I have 10 files datasets 10mb to 8gb, and I am trying to read a dataset txt with size 8gb that I cannot read because of the "¦" (Broken pipe)... Almost all that have size highest than 200mb have this same problem and the smallest files have the "normal" pipe( | ).
The code is:
p = 0.001 # % of lines df = pd.read_csv("protectedSearch_GPRS.txt", sep='¦', skiprows= lambda i: i>0 and random.random() > p) ParserWarning: Falling back to the 'python' engine because the separator encoded in utf-8 is > 1 char long, and the 'c' engine does not support such separators; you can avoid this warning by specifying engine='python'. after removing the cwd from sys.path.
So What exactly is it? Is it a bug? How to handle with this problem? I am trying to solve this have 2 days and I really don't know what to do more.
Thank you very much and sorry for any language error.
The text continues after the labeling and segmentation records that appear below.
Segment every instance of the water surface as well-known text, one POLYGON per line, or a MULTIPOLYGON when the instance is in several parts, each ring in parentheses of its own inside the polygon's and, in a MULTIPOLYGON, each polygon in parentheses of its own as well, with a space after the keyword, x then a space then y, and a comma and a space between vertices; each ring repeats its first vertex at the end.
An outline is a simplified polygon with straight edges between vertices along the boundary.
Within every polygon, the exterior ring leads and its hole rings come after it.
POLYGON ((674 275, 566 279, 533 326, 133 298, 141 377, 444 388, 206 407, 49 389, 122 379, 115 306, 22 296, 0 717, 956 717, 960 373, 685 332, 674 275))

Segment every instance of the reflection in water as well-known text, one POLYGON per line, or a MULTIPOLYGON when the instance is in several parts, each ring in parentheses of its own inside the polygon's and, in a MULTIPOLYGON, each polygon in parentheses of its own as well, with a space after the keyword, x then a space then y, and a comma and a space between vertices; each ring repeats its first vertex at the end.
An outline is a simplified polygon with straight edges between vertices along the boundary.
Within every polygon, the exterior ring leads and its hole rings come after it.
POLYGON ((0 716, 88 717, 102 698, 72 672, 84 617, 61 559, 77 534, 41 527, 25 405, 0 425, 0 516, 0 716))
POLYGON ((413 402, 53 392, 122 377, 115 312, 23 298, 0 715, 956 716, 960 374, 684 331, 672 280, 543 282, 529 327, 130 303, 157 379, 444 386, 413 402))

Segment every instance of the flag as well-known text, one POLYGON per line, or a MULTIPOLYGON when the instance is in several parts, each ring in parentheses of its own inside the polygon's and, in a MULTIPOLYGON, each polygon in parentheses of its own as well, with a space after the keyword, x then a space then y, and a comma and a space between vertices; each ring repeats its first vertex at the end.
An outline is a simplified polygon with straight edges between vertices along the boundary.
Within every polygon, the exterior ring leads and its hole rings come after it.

Not a bug. The Pandas C engine only supports single-character splitting. The broken pipe is technically two UTF-8 characters, thus the error the character is > 1
For example:
len('¦'.encode('utf-8'))
Out[24]: 2
len(','.encode('utf-8'))
Out[25]: 1
If you want to suppress the warning, explicitly state which engine you wish to use:
df = pd.read_csv(
"protectedSearch_GPRS.txt",
sep='¦',
skiprows=lambda i: i > 0 and random.random() > p,
engine='python'
)
Using engine=python
enables matching with multi-string/regex splitting.